In climate science we often find ourselves with __gridded (array) data__, often in up to 4 dimensions: (latitude, longitude, height/depth/pressure, time). This can be model output, but also observed data. These datasets can be huge, for example, the monthly output of the high resolution Community Earth System Model is some 50 GB and that is for the ocean only!

Apart from the data, e.g. temperatures, we also need to keep track of their locations and record other kinds of metadata. netCDF can store all of this information in a single, standardized file.

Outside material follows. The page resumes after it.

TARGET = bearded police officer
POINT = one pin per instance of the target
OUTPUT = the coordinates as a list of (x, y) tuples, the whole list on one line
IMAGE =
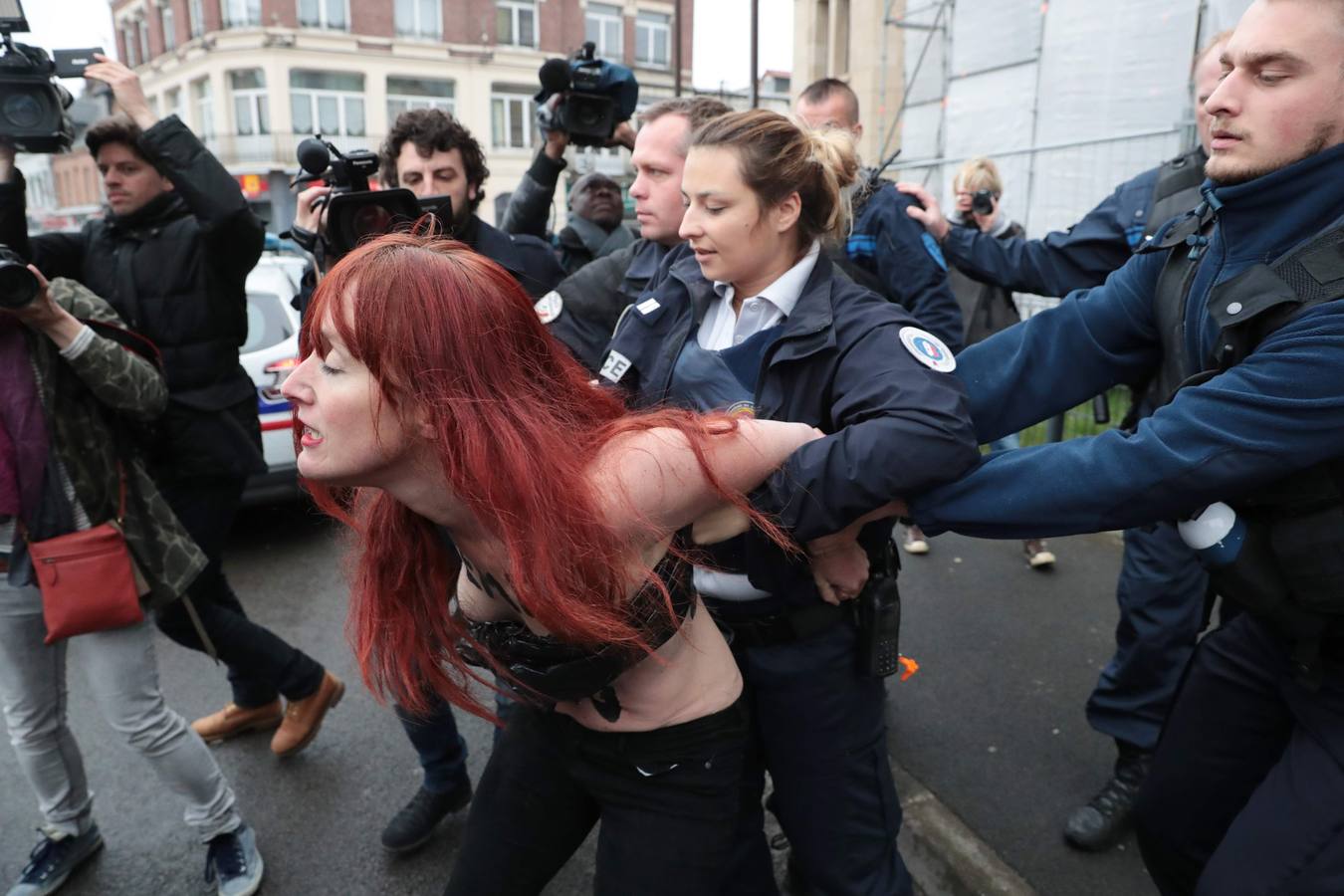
[(1238, 304), (1162, 584)]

Below we quote from the [NetCDF website](https://www.unidata.ucar.edu/software/netcdf/docs/faq.html#whatisit):

>NetCDF (network Common Data Form) is a set of interfaces for array-oriented data access and a freely distributed collection of data access libraries for C, Fortran, C++, Java, and other languages. The netCDF libraries support a machine-independent format for representing scientific data. Together, the interfaces, libraries, and format support the creation, access, and sharing of scientific data.
>
>NetCDF data is:
>
> - Self-Describing. A netCDF file includes information about the data it contains.
> - Portable. A netCDF file can be accessed by computers with different ways of storing integers, characters, and floating-point numbers.
> - Scalable. A small subset of a large dataset may be accessed efficiently.
> - Appendable. Data may be appended to a properly structured netCDF file without copying the dataset or redefining its structure.
> - Sharable. One writer and multiple readers may simultaneously access the same netCDF file.
> - Archivable. Access to all earlier forms of netCDF data will be supported by current and future versions of the software.

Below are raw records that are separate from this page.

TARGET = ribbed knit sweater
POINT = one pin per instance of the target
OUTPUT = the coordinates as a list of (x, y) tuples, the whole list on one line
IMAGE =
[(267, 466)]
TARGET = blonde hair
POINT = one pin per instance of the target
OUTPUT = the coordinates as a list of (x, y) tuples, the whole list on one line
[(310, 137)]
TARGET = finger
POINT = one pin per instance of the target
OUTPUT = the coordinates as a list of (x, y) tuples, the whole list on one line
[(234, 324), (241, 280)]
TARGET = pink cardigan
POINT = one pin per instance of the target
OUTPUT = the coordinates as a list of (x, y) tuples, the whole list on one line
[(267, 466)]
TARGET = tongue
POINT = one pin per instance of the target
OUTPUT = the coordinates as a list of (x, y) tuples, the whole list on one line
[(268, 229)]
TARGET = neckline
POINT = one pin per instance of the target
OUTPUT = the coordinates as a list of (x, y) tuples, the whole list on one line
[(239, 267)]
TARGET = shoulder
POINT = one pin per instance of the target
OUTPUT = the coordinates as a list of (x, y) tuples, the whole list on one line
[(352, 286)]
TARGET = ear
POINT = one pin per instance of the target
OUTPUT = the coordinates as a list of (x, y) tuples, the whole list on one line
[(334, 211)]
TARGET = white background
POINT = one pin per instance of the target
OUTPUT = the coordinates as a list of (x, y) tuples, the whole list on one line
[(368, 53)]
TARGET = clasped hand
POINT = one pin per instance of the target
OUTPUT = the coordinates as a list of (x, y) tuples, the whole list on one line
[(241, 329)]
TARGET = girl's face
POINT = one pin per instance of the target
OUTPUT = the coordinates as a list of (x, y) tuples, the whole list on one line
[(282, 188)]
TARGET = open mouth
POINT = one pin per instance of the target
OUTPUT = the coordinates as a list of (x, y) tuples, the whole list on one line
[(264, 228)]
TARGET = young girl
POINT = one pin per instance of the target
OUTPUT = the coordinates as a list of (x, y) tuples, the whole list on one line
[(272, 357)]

The second part of this third tutorial will focus on working with the package `netCDF4`. This is based on the [NetCDF4 documentation](https://unidata.github.io/netcdf4-python/). You can use this package to __read and write NetCDF files__, but has no built in computations such as Pandas had. Here, we will focus on reading them only, which you will use most often.

`import netCDF4 as nc`

You can check wether netCDF4 is alreay installed on your pc with the command

`conda list`

This gives an overview of all the packages that are installed. If you don't have pandas yet, install it with

`conda install netCDF4` or `pip install netCDF4` 

You can do this directly in the Notebook or in the terminal.

In [None]:
import numpy as np
import netCDF4 as nc
from matplotlib import pyplot as plt
%matplotlib inline

As an example, we will use modelled wind from the KNMI, retrieved from: https://dataplatform.knmi.nl/dataset/dowa-netcdf-ts-singlepoint-upd-1 . Specifically, this is part of the Dutch Offshore Wind Atlas (DOWA), which contains output from the weather model HARMONIE-AROME, which is nested in re-analyses ERA5. The NetCDF contains the output at one single location for the year 2018.

In [None]:
winddata = nc.Dataset('data/DOWA_40h12tg2_fERA5_NETHERLANDS.NL_ix001_iy001_2018010100-2019010100_v1.0.nc')

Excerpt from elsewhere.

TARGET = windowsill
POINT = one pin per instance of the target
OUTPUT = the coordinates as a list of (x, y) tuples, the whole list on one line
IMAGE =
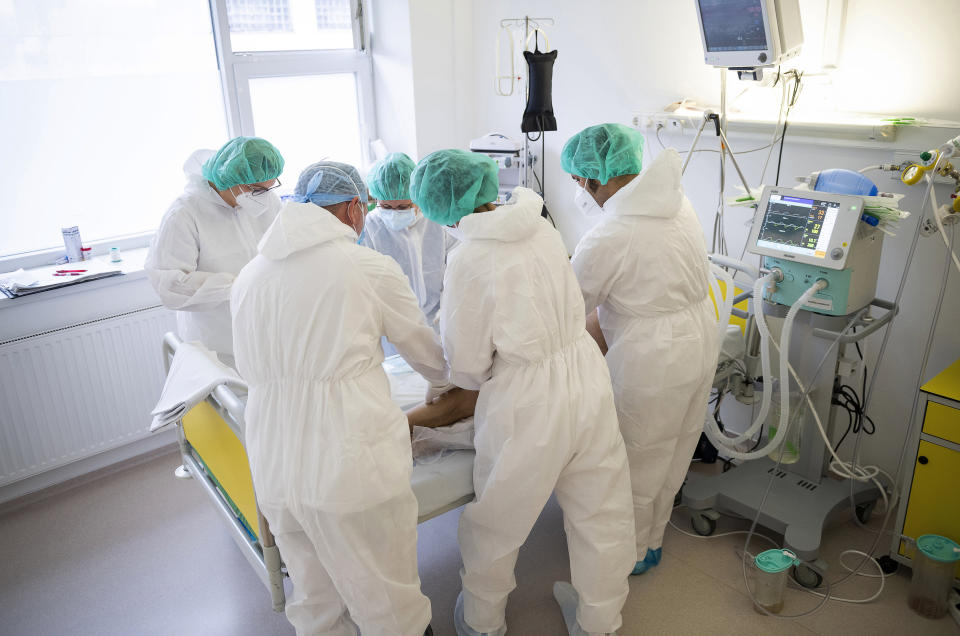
[(131, 266), (42, 258)]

Data in a NetCDF file is organised in `variables`. With these variables, a description of what is in the file is provided, such as the dimensions of the arrays and the units. These descriptions are called `attributes`. You can investigate the variables in a file use `file.variables`.

In [None]:
winddata.variables

In order to do computations with the data in this file, we want to extract the variables. We do this with the following code `winddata.variables['lon'][:]`. The `[:]` is necessary to go from a variable structure to an array and the `:` means that we want all the entries in this array.

In [None]:
longitude = winddata.variables['lon'][:]
latitude = winddata.variables['lat'][:]
time = winddata.variables['time'][:]

In [None]:
#This is equivalent to the cell above
longitude = winddata['lon'][:]
latitude = winddata['lat'][:]
time = winddata['time'][:]

# Exercises

1. At what heights is the wind measured?

2. Plot the wind speed at 100 m as a function time. Add the units of time in the axis labels. Hint: you may need to use the command `np.squeeze`.

3. Create a scatter plot of the wind direction at 150 m height as a function of time.

4. Print the time-averaged temperature at each height.

5. Create a contourplot of the pressure as a function of time and height.